Although it has a high concentration, it is significantly superior in terms of cracking and warping, and moreover, it can be seen that the impurity Ct1 does not diffuse into each layer. The results for Composition 4 show that there is no problem even if the intermediate layer contains a considerable amount of Cu.

Example 2 T on the 1g electric body side 10. Except for using non-magnetic Zn+Cu ferrite having the composition shown in Table 3 on the magnetic side,
A three-layer sintered body similar to 1 was made and analyzed.
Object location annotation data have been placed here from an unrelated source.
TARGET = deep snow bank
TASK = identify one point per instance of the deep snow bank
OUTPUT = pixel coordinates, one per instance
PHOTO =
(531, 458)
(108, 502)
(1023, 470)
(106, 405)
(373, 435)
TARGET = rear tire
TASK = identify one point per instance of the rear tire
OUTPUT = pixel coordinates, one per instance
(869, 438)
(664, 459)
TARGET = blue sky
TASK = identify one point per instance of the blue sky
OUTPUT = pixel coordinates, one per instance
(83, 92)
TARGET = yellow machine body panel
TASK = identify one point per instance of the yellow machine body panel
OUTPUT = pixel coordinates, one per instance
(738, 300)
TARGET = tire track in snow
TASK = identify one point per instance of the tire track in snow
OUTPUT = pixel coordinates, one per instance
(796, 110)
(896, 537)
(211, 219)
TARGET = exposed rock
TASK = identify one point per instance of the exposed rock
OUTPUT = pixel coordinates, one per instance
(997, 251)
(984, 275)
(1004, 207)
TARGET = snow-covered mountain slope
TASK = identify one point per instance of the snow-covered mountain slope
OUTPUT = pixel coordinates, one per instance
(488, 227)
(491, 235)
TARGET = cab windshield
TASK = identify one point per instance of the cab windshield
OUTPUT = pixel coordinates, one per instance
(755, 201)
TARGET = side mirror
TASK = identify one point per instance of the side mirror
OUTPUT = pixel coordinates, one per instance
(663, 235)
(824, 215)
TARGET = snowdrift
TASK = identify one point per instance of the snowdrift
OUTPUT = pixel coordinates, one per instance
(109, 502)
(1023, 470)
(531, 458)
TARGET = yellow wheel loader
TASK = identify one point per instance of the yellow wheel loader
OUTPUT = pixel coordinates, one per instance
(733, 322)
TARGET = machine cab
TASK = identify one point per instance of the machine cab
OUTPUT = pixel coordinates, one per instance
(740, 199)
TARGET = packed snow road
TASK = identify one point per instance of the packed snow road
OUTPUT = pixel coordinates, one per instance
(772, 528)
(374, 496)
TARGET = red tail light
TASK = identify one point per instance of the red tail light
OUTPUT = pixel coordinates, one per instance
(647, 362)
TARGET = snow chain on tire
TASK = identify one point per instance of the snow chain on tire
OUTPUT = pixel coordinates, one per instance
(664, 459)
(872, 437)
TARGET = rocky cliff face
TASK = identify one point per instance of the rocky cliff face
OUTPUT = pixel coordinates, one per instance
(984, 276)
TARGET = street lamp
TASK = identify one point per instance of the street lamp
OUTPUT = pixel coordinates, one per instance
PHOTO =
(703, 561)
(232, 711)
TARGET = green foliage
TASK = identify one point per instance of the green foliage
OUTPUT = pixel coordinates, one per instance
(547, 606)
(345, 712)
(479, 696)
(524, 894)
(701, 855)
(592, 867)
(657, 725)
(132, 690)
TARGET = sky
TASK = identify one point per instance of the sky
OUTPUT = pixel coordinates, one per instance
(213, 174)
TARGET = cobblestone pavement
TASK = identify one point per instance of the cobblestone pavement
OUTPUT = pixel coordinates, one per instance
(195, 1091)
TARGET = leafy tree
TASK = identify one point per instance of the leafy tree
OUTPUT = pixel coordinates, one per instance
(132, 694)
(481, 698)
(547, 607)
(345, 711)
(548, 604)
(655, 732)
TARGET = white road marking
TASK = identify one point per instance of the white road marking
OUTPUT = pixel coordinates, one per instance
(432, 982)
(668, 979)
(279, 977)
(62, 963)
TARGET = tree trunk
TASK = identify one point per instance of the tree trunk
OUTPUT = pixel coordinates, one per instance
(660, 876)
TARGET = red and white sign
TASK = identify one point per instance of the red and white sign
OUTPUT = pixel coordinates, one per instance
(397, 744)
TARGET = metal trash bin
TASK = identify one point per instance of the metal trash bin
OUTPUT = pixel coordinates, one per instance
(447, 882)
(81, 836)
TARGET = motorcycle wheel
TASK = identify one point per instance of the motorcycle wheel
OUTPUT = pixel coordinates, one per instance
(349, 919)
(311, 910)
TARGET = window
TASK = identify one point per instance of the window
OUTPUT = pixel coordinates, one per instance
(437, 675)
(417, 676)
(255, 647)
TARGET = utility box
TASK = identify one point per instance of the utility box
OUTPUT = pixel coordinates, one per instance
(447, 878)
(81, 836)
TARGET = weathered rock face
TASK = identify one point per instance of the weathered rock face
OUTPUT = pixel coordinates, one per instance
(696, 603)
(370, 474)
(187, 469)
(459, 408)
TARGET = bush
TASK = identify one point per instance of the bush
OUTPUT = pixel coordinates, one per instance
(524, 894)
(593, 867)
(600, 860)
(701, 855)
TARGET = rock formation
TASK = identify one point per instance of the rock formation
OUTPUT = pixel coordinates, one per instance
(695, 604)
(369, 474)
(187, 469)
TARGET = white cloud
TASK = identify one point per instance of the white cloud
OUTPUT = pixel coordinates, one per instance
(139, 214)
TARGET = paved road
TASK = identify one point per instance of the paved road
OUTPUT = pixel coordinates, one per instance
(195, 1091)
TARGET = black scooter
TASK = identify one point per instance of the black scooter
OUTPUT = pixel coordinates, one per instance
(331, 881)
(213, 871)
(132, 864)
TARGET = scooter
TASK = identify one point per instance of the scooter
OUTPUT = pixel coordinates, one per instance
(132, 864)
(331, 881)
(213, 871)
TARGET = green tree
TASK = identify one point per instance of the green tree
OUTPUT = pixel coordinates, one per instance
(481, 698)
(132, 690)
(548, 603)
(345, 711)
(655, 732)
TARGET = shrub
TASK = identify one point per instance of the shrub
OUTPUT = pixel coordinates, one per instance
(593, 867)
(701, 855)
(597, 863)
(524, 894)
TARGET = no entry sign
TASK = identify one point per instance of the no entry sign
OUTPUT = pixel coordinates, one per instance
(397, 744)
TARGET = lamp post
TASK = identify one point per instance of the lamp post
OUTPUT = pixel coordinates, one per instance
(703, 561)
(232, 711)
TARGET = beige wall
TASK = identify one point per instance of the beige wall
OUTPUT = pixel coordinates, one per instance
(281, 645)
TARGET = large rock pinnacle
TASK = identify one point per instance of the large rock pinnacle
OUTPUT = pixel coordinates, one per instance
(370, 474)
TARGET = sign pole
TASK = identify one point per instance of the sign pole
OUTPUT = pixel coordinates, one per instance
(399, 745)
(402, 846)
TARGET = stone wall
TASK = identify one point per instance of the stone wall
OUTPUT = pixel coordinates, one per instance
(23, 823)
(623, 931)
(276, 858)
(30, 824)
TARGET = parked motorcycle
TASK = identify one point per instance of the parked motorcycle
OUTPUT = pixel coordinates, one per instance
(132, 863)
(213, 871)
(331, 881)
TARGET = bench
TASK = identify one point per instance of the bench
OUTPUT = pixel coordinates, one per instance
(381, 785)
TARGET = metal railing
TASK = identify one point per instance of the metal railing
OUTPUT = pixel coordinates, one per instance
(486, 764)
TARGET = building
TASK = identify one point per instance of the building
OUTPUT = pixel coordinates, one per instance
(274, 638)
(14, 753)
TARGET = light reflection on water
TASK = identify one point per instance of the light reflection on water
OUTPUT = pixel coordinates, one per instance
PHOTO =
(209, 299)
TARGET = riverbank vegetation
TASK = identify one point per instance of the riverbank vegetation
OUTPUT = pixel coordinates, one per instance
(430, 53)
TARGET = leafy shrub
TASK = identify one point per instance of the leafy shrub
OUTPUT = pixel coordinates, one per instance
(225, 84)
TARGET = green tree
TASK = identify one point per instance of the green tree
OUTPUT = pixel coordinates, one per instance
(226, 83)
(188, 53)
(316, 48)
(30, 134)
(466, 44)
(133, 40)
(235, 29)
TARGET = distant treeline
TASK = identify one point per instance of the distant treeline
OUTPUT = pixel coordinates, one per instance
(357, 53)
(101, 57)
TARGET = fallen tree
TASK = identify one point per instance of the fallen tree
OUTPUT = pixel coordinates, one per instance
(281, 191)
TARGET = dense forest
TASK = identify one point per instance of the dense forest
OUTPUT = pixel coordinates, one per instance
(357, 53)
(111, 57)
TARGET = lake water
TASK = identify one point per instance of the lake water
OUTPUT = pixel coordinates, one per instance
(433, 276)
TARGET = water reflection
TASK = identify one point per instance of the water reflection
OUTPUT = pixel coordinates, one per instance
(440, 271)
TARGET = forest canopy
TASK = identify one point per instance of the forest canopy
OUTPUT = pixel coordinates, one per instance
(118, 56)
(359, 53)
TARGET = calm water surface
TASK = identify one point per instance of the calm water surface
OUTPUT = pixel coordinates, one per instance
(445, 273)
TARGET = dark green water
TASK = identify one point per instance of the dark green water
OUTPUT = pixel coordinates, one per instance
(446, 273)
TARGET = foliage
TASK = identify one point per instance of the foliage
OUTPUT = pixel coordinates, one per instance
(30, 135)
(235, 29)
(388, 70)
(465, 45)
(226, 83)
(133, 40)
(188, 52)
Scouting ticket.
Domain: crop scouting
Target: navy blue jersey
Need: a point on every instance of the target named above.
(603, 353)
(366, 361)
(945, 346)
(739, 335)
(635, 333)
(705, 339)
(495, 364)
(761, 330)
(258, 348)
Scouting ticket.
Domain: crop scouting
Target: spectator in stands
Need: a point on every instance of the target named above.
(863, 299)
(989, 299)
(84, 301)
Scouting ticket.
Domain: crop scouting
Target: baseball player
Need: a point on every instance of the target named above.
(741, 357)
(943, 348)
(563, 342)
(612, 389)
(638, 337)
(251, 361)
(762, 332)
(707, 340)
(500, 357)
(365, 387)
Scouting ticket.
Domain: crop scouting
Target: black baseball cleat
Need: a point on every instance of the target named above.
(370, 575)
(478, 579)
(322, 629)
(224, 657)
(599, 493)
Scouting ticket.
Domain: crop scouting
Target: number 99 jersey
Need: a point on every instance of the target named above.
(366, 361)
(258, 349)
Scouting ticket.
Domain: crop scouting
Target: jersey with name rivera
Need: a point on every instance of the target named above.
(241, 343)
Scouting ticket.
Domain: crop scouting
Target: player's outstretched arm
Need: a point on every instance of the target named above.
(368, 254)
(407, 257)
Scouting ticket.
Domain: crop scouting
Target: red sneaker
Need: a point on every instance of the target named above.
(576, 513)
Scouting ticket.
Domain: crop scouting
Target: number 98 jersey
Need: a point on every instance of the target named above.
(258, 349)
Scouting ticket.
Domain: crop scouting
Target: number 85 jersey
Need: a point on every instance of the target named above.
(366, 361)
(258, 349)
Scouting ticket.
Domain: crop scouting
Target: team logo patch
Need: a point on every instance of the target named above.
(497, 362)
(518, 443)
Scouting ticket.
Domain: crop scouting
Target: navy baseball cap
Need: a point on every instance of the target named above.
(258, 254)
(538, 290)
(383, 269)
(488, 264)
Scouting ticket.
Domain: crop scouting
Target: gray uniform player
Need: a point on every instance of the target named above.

The results are shown in Table 4 along with the control. It can be seen that diffusion to both sides can be ignored when the intermediate material layer is made of 2 mm.

[Effect]

As described above, in the present invention, a complicated LC circuit pattern can be easily realized by printing and sintering. Furthermore, by using intermediate materials, products with less distortion and fewer defects can be provided. The above-mentioned effects can be achieved, such as the ability to easily perform complex connections between the coil section and the capacitor section using peripheral external terminals.

In the above embodiment, one capacitor part and one fill part were used, but it will be clear to those skilled in the art that any number of capacitor parts and fill parts may be combined by interposing an intermediate material layer.

Table 1 (Unit is wt%) Table 2 Cu analysis value Table 3 Table 4 Cu analysis value

[Brief explanation of the drawing]

Figure 1(a) is a diagram showing the LC filter circuit, Figure 1(b)
) is a graph showing the same attenuation-frequency characteristics, Figure 2 (1) ~
(15) is a sequential process diagram for manufacturing a laminated LCy filter component according to an embodiment of the present invention, FIG. 3 is a perspective view of a component manufactured by the method shown in FIG. 2, and FIG. 4 is a laminated LC filter component of the present invention. This is a completed diagram. (0) (b) Figure 1 Figure 3 Figure 4

Claims (4)

[Claims] (1) A multilayer capacitor section that contains multiple capacitors and the lead-out portions of their electrodes are exposed on the periphery, and a multilayer inductor that contains multiple coils and the lead-out portions of each coil are exposed on the periphery. The coil is drawn out onto the circumferential surface of a sintered body in which the parts are superimposed with an intermediate material layer having sintering properties intermediate between the former surface dielectric layer and the latter surface magnetic layer interposed therebetween. A laminated LC filter component comprising an external terminal for mutually coupling a capacitor lead-out part, a capacitor lead-out part, and an external circuit so that a predetermined filter is constructed. (2) The filter connects one lead-out end of a predetermined capacitor to a common external grounding terminal, connects it to an external terminal that connects the coils in series, and connects the other lead-out end of these capacitors to a common grounding external terminal that connects the coils in series. The laminated LC filter according to item 1 above, which is connected to an external terminal. (3) The multilayer LC filter according to item 2 above, wherein the external terminal is formed such that a capacitor other than the predetermined capacitor is inserted between both ends of each coil. (4) The intermediate material layer is made of non-magnetic Cu-Zn ferrite, Ti
The laminated LC filter according to any one of items 1 to 3, comprising O_2 or a combination thereof.